PGES2 or membrane-associated prostaglandin E synthase 2 is a Golgi membrane-associated pre-protein that requires spontaneous cleavage of the N-terminal hydrophobic domain to become a mature cytosolic enzyme [32,33]. The catalytic domain of PGES2 is a glutathione/thioredoxin-like domain that can be activated by various thiol reducing reagents [34]. Sequence alignment of PmPGES2 revealed a conserved 66C-X-X- 69C (Figure 2, black arrow), which corresponded to110C-X-X-113 C catalytic triad in the human PGES2 active site [35]. A conserved N-terminal hydrophobic domain (Figure 2, underlined) was also identified in PmPGES2, consistent with N-terminal cleavage to generate the mature enzyme.

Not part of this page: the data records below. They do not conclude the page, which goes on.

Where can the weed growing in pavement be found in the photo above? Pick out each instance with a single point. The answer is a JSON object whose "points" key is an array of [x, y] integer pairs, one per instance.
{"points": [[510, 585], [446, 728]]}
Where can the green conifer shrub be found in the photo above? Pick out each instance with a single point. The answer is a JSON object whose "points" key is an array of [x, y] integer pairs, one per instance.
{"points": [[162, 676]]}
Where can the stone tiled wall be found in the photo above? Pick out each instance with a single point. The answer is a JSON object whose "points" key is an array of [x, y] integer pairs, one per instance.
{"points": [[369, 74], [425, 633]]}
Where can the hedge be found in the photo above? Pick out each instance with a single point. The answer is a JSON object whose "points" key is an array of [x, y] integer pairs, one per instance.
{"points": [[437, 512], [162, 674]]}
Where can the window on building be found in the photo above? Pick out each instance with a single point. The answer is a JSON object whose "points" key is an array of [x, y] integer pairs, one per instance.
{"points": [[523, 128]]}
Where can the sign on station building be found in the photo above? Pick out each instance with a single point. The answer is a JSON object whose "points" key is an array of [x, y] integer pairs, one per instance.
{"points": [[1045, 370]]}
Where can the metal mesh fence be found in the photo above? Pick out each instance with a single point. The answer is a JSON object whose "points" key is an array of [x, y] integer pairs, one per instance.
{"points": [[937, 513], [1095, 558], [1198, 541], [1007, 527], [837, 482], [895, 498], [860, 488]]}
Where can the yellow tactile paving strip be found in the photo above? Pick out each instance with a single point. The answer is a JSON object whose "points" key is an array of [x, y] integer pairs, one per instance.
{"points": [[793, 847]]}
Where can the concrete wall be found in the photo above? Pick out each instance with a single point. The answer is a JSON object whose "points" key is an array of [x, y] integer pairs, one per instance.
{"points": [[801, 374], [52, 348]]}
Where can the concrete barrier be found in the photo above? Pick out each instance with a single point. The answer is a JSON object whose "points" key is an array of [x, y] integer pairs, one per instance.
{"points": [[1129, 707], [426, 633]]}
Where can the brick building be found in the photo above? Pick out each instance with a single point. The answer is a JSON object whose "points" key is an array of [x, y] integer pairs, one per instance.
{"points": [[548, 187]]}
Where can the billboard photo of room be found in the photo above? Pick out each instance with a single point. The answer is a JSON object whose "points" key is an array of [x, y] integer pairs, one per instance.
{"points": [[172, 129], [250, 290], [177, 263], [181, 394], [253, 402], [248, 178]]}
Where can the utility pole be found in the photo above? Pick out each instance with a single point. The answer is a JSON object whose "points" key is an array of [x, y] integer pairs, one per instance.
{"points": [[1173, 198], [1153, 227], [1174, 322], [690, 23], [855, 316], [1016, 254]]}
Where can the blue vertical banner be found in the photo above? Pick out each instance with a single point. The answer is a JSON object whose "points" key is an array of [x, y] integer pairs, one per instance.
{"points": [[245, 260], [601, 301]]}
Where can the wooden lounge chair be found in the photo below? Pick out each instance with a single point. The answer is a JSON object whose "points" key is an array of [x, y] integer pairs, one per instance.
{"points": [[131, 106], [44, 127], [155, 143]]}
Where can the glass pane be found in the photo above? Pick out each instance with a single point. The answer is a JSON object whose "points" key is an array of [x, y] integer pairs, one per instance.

Multiple sequence alignments of P. monodon PGES2 protein and their homologs were performed, revealing conserved Cys residues at the active site (black arrows) and the N-terminal sequence of the mature enzyme (underline). Genus and species used in this alignment are abbreviated as followed: Penaeus − P. monodon, Pediculus − P. humanus corporis, Caligus − Caligus rogercresseyi, Mus − Mus musculus and Homo − H. sapiens.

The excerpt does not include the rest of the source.